Los Angeles Times reporter backs publication of photos of troops with dead Afghan insurgents

April 19, 2012

It started with an unsolicited e-mail. The writer said he’d read some of the articles Los Angeles Times reporter David Zucchino had written from Afghanistan. He was impressed. He also mentioned that he had some information that he believed was imperiling “the discipline, security and good order” of American troops in the country.

Zucchino had never met or even heard of the writer. But like any curious reporter, he was intrigued. Over the next two months, he kept up a correspondence and met the man on three occasions.

The information the man offered was a bombshell: 18 grisly photographs of American troops mugging and posing triumphantly with the remains of Afghan insurgents who had blown themselves up in attempted or actual suicide bombings.

The Times’ decision to publish two of the photos Wednesday had world-shaking consequences. The Pentagon and White House condemned the troops’ behavior while also protesting the photos’ publication because of concerns about retaliation. Afghan President Hamid Karzai on Thursday called the soldiers’ actions “inhumane and provocative” and suggested that the photos were another reason foreign troops should accelerate their departure from the country.

Readers weighed in by the thousands. Some were outraged by the photos, some by their publication. Others supported and cheered the soldiers’ behavior.

Once again, the media’s role in portraying the brutality of war was in question.

For his part, Zucchino, a Pulitzer Prize-winning foreign correspondent, says his newspaper made the right call after weeks of internal deliberation and pre-publication consultations with Pentagon officials.

“It’s our responsibility to report fully on the mission in Afghanistan, and it was important to publish these photos to tell the full story of the war,” he said in an interview Thursday. “We’ve reported aggressively, including [articles] about the sacrifice and heroism of the troops.
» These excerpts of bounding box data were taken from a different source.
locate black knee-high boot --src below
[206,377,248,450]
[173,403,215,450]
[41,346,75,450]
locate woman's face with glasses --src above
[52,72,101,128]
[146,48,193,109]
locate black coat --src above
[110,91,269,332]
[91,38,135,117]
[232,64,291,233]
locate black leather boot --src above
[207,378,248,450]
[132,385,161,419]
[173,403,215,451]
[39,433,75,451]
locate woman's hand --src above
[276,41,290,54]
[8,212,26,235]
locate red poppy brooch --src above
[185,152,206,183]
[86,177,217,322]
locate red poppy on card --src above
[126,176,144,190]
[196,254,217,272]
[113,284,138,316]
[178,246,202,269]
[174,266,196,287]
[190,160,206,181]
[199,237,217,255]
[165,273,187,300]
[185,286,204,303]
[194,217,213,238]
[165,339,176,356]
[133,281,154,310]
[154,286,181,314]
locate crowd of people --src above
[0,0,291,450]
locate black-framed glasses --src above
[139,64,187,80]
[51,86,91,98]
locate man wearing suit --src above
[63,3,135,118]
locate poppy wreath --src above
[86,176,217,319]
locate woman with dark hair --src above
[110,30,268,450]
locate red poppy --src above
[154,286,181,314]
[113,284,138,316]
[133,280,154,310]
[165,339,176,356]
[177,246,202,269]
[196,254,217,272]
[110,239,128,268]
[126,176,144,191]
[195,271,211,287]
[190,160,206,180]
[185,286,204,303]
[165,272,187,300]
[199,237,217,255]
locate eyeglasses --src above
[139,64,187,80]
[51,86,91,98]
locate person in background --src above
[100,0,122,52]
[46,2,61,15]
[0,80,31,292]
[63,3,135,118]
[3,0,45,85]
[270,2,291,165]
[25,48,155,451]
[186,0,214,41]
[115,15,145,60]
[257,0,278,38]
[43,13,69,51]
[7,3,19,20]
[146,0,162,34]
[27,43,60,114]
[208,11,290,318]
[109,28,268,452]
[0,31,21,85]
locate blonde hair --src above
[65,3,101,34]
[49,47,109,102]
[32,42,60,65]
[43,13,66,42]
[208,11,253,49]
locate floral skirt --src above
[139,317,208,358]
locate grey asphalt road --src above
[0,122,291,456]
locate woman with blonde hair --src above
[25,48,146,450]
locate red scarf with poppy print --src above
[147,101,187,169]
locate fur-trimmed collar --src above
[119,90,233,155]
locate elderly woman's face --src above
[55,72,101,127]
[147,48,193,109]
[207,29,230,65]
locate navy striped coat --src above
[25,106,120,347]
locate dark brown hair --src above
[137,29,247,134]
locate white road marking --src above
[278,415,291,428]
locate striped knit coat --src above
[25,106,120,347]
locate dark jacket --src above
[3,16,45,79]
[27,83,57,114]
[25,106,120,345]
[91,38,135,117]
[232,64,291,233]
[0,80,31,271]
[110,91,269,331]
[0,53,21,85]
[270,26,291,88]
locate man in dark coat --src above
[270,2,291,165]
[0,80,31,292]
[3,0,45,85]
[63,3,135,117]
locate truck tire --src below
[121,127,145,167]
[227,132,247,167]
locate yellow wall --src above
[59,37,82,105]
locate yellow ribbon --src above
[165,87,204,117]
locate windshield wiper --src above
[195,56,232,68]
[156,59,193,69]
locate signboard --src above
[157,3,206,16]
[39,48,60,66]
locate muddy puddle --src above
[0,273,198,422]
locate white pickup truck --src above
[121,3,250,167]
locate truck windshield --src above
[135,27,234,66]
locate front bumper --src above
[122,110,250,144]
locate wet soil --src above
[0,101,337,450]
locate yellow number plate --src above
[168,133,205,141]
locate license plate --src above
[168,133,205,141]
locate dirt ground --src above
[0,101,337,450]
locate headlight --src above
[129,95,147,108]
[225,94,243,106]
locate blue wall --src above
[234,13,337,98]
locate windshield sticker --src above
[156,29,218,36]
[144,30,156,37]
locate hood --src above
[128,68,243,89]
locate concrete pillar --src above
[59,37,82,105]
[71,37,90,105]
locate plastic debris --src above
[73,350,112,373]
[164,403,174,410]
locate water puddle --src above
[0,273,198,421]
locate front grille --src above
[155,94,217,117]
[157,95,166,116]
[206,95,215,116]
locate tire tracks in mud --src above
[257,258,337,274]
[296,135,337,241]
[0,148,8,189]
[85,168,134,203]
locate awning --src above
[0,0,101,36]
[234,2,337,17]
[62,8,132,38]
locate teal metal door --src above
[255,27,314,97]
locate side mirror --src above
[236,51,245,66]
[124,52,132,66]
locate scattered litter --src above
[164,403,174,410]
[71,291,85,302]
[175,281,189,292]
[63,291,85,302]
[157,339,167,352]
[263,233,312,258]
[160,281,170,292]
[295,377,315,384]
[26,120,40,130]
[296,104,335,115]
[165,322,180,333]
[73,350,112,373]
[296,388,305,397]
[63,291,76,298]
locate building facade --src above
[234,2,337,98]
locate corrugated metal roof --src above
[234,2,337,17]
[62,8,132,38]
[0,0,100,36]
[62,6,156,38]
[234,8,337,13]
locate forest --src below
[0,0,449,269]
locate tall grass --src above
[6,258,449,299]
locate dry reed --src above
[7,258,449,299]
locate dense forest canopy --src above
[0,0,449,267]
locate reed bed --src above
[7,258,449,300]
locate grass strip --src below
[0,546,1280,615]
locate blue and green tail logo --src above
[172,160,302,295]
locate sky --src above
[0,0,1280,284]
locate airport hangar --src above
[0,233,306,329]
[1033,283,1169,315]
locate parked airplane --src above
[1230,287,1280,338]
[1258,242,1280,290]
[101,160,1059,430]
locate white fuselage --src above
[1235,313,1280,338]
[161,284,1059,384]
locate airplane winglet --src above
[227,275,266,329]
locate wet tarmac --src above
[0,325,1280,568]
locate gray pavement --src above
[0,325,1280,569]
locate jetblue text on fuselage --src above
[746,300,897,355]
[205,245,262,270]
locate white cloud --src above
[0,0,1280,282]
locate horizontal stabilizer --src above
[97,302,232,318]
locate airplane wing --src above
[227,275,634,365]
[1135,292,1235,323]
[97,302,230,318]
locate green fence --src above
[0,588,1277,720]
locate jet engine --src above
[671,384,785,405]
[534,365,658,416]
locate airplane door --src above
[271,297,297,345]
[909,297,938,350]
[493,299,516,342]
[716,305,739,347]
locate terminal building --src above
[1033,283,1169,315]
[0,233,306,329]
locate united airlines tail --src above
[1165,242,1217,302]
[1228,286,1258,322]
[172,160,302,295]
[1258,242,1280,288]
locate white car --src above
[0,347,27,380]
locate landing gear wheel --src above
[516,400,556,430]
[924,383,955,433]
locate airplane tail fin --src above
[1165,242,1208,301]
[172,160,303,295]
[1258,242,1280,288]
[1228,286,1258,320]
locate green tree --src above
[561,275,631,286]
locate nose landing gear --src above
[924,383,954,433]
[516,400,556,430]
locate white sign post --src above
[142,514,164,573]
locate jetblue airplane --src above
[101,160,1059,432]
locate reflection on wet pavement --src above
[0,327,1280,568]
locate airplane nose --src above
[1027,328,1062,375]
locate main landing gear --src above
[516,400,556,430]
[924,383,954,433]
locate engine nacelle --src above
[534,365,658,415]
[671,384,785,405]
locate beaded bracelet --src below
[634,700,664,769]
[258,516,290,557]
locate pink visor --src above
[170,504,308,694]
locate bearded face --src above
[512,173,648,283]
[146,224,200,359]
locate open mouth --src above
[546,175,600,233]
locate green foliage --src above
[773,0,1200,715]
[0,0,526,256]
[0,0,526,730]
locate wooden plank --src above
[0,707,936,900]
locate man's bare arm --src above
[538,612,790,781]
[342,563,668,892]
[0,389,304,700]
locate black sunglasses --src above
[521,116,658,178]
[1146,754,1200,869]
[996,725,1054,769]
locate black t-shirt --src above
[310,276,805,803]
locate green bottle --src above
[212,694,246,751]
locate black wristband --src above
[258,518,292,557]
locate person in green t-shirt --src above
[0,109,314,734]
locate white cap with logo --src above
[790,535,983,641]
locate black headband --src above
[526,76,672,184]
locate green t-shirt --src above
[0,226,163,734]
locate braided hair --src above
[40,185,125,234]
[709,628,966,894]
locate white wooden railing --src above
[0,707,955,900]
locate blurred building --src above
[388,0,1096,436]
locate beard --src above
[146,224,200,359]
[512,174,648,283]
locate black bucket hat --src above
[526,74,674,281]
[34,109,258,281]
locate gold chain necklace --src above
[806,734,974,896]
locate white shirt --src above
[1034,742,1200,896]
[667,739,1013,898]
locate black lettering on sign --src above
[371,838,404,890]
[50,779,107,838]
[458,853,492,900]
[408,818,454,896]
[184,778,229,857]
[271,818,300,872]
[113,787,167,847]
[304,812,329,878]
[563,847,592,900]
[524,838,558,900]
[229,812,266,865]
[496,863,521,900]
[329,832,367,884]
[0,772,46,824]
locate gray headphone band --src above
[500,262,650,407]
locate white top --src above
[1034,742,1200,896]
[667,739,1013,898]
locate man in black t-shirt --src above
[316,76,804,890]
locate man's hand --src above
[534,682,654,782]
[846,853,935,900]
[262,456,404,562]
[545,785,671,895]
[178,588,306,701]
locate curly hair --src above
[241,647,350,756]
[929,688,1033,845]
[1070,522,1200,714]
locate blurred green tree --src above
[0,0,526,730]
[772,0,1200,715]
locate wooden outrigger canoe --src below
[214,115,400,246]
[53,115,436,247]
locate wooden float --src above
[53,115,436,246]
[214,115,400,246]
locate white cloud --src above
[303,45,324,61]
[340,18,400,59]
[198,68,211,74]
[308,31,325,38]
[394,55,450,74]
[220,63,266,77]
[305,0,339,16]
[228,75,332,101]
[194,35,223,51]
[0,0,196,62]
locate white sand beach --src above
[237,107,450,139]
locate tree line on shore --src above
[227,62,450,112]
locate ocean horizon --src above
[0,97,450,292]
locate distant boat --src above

This is one more aspect.”

Zucchino, 60, says he believes that his source’s motivation was exactly as he described in his original e-mail — that the soldiers’ actions violated the U.S. military’s general code of conduct. The source, whom Zucchino has promised not to identify, was a member of the 82nd Airborne, the division in which the soldiers in the photos served.

Despite the soldier’s distaste for what the photos showed, “he also understood the state of mind of these guys,” Zucchino said. “Their buddies had been killed by [improvised explosive devices] and maimed. It’s something they live with every day.”

At the same time, his source understood that the specific nature of the Afghanistan war might lead to these kinds of photos. “I’ve been embedded with Marines, and they complain all the time about how the enemy won’t engage in a direct fight,” Zucchino said. “So when [soldiers] come across their enemy or body parts, you can see the temptation to celebrate a little bit. They’re amped up, and they’re frustrated.”

The release of the photos, which were shot in 2010, was another in a series of recent episodes that created massively negative reaction toward the U.S. presence in Afghanistan. In January, a video surfaced of Marines urinating on the bodies of dead Taliban fighters; in February, Afghans violently protested the burning of copies of the Koran on a U.S. base. Last month, a U.S. soldier was accused of killing 17 Afghan civilians in a shooting spree. Some American military sources have suggested that these events may have sparked apparent reprisals by Afghan troops against their foreign allies.

Even so, Zucchino dismisses the Pentagon’s objections that running the photos might put Americans in Afghanistan at greater risk. “From my experience, the insurgents don’t need any extra motivation to attack us,” he said. “It’s a very dangerous place over there. They face a lot of risks already.”

Another journalist with decades of experience in disclosing U.S. military misfeasance endorsed the Times’ decision to publish.

“Reporters are reporters, and editors are editors,” said Seymour Hersh, who exposed the My Lai massacre during the Vietnam War and the abuses at the Abu Ghraib prison in Iraq in 2006. “They made the call they had to make. . . . These things happen in war. It’s dehumanizing.”

The photos, Hersh said, “remind us that war is terrible. That’s our job. It’s not our job to be on the team. If we had done our job of holding the Bush administration to the highest standards possible, we might have been more skeptical” about the rationale for the invasion of Iraq.

Questioning those in power, Hersh said, “does not make us unpatriotic or disloyal. Our mission is to tell it the way it is.”

“The two photos published were chosen because they clearly and unambiguously depict conduct that the Army described as inappropriate,” Times editor Davan Maharaj wrote in an online chat with the paper’s readers. “In examining the full set of images, we set aside others on grounds of taste, relevance or repetitiousness. Some were too gruesome. Others were very similar to the two images already chosen or were difficult to interpret.”

The newspaper declined to publish 16 other photos that included soldiers posing with dismembered body parts. It also did not make the photos available for wire-service distribution. The Washington Post has not published them.

Paul Farhi is The Washington Post's media reporter.